Boko Haram has killed more than 30,000 since 2009. An attack near the village of Gubio in June 2020 resulted in 81 deaths. In October 2020, Boko Haram carried out two separate attacks in fields near Maiduguri, slitting the throats of 22 farmers.

Flooding in northwest Nigeria earlier in the year destroyed thousands of hectares of rice, and food prices rose substantially in 2020 mainly due to insecurity in food-producing regions.

==Massacre==
On 28 November 2020, Boko Haram militants slaughtered as many as 110 farm laborers in Koshebe village, located near Borno State's capital Maiduguri. The victims were tied up by the assailants and their throats slit in the village, an anti-Boko Haram militia told AFP news agency. They were laborers from Sokoto State in northwest Nigeria and had traveled more than 1,000 kilometers to the area to find work. The spokesman of the Nigerian president, Garba Shehu, said the laborers did not have permission to work within the region where they were attacked, as the area had not been cleared of Boko Haram. The farmers were in a difficult situation as they were at risk of dying from starvation if they chose to stay at home, but were vulnerable to the insurgents if they ventured into the farmlands.

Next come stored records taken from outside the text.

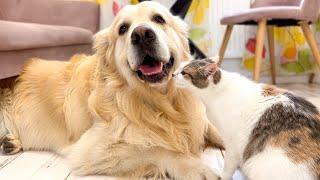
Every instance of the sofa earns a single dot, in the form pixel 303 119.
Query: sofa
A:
pixel 49 29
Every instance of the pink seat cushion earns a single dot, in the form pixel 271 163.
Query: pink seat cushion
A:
pixel 256 14
pixel 18 36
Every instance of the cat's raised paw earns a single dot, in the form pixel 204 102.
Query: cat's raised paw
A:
pixel 10 145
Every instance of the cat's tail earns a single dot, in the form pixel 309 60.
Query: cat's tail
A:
pixel 5 108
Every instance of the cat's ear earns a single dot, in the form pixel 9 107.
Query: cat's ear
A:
pixel 211 68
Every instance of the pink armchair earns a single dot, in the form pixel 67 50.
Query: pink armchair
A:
pixel 50 29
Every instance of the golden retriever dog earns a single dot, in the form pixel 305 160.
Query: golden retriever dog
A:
pixel 118 111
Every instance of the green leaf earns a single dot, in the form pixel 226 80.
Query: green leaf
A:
pixel 293 67
pixel 196 33
pixel 304 59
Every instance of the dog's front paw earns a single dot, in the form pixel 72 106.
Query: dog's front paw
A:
pixel 10 145
pixel 195 172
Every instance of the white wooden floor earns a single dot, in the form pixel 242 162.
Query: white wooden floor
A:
pixel 48 166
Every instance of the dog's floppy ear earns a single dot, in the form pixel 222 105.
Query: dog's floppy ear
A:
pixel 101 42
pixel 182 30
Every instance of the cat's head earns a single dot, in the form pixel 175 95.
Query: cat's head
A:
pixel 198 74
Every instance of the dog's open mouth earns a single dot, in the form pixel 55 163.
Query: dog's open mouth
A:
pixel 153 70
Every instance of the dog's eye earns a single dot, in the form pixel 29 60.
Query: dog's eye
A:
pixel 158 19
pixel 123 28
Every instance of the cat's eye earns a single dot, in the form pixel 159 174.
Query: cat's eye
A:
pixel 123 28
pixel 158 19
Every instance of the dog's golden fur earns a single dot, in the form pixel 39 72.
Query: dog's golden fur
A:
pixel 134 129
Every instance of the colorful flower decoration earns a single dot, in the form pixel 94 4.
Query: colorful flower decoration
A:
pixel 198 8
pixel 134 1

The attack was due to an incident on 27 November where a Boko Haram gunman, who had been tormenting the farmers, was disarmed and arrested. The gunman ordered the farmers to cook for him, and while some were cooking rice, others struck at the gunman, tied him up and called for security. On 29 November, UN Humanitarian Coordinator Edward Kallon said that armed men had arrived on motorcycles and proceeded to massacre the workers.

==Reactions==
Nigerian president Muhammadu Buhari condemned the massacre, and expressed grief over the killing of farmers on rice fields at Zabarmari, in Jere Local Government of Borno State, describing the terrorist killings as "...insane". The governor of Borno state, Babagana Umara Zulum, lead the funeral of the victims, and called on the federal government to enlist more soldiers and security force members to protect the farmers.